Violet-crowned woodnymph
Violet crowned Woodnymph.jpg
Male
Thalurania colombica (female) taxobox.jpg
Female
Scientific classification
Kingdom: Animalia
Phylum: Chordata
Class: Aves
Order: Apodiformes
Family: Trochilidae
Genus: Thalurania
Species: T. colombica
Subspecies: T. c. colombica
Trinomial name
Thalurania colombica colombica
(Bourcier, 1843)

The violet-crowned woodnymph (Thalurania colombica colombica), also known as the purple-crowned woodnymph, is a medium-sized hummingbird found from Guatemala and Belize to northern Colombia and western Venezuela.
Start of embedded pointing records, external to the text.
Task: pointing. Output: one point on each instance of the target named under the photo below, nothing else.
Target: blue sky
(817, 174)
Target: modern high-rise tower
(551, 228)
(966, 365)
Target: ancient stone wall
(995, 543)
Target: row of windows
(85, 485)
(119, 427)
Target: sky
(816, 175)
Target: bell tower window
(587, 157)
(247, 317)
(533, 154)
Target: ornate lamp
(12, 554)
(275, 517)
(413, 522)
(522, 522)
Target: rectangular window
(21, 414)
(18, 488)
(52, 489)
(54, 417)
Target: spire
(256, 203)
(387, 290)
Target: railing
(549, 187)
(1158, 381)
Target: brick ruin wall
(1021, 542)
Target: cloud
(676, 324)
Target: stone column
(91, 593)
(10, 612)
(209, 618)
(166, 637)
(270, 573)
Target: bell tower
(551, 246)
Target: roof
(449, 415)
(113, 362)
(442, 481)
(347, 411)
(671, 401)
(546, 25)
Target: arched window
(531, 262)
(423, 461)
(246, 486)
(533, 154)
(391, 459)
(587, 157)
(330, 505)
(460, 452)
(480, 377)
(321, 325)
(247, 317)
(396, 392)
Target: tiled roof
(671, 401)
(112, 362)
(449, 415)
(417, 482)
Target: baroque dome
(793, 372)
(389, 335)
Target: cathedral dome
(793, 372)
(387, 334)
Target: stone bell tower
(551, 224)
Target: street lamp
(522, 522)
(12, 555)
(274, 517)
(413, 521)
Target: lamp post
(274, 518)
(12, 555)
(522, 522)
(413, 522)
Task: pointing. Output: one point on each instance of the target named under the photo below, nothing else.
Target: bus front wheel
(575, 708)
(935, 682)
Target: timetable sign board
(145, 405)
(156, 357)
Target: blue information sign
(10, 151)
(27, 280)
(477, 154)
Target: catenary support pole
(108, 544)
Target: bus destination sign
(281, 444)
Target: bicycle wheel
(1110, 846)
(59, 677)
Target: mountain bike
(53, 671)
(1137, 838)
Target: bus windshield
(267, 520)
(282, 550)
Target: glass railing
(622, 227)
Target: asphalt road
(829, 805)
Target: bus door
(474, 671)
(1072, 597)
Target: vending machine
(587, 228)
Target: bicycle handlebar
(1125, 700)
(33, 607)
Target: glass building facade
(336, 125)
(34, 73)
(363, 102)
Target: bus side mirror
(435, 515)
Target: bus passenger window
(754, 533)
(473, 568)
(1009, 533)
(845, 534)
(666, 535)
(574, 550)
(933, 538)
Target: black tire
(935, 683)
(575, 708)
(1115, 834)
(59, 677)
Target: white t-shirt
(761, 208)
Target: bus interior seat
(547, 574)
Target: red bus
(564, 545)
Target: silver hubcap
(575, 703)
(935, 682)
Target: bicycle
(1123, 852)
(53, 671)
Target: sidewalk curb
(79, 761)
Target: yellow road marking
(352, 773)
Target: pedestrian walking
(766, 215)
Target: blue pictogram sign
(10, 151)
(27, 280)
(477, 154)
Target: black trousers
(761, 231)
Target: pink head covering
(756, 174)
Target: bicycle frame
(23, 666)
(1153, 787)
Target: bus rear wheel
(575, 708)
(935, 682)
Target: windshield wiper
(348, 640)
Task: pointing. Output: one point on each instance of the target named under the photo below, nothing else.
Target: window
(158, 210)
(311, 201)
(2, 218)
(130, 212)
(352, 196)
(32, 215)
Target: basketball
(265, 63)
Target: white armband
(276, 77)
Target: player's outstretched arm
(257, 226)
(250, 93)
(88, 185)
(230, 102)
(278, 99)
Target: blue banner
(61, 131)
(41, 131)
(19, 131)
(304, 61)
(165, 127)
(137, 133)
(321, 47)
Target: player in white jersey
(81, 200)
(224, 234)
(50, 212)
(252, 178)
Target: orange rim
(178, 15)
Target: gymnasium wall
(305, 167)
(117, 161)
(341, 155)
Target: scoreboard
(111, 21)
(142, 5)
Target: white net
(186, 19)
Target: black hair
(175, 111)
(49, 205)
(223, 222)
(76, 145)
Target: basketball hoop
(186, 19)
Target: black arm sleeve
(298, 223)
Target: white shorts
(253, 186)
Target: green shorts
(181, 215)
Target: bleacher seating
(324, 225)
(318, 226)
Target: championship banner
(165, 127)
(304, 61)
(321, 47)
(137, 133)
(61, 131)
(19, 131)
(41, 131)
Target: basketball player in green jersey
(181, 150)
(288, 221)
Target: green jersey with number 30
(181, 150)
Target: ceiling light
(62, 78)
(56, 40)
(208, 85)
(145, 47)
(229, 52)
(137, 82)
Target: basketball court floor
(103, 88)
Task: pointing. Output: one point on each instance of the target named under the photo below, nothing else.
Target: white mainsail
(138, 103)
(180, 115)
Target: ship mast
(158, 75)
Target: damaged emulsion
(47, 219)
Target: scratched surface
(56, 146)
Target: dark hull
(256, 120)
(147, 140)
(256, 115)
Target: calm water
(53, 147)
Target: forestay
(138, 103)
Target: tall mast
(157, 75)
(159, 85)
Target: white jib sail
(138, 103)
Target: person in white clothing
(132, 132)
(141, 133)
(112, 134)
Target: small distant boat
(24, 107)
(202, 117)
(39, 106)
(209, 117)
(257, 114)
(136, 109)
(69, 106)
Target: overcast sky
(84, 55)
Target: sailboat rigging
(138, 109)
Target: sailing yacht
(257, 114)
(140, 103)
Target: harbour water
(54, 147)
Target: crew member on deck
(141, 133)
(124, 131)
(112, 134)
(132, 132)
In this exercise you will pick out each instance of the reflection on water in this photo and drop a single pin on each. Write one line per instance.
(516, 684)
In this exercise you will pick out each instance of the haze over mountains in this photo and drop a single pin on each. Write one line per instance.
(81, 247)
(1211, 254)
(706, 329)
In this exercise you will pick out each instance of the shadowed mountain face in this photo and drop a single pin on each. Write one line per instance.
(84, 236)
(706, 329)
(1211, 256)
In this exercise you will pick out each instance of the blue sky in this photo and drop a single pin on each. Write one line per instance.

It is now considered by the AOU as the nominate subspecies of the crowned woodnymph.

The violet-crowned woodnymph is a common to abundant bird of wet lowlands and foothills to 2500 m, and may move higher when not breeding. The female violet-crowned woodnymph is entirely responsible for nest building and incubation. She lays two white eggs in a plant-fibre cup nest 1–5 m high on a horizontal branch. Incubation takes 15–19 days, and fledging another 20-26.

The adult male violet-crowned woodnymph is 10.2 cm long and weighs 4.5 g. It has a violet crown, upper back, shoulders and belly, a shiny green throat and breast, green lower back, and a deeply forked blue-black tail. The female is 8.4–9 cm long and weighs 3.5 g. She is bright green above and duller green below, with a grey throat and breast. Her tail is rounded, mainly green near the body but with a blue-black lower half and white corners. Young males lack any violet or iridescence and are bronze-coloured below. Immature females have buff fringes on the feathers of the nape, face and rump. The call is a high-pitched fast kip.

The food of this species is nectar, taken from a variety of flowers. Males feed in the canopy, where their food plants include epiphytic Ericaceae and bromeliads, and defend flowers and scrubs in their feeding territories. Females stay in the understory. After breeding, both sexes may concentrate at Heliconias. Like other hummingbirds, violet-crowned woodnymph also takes small insects and spiders as an essential source of protein.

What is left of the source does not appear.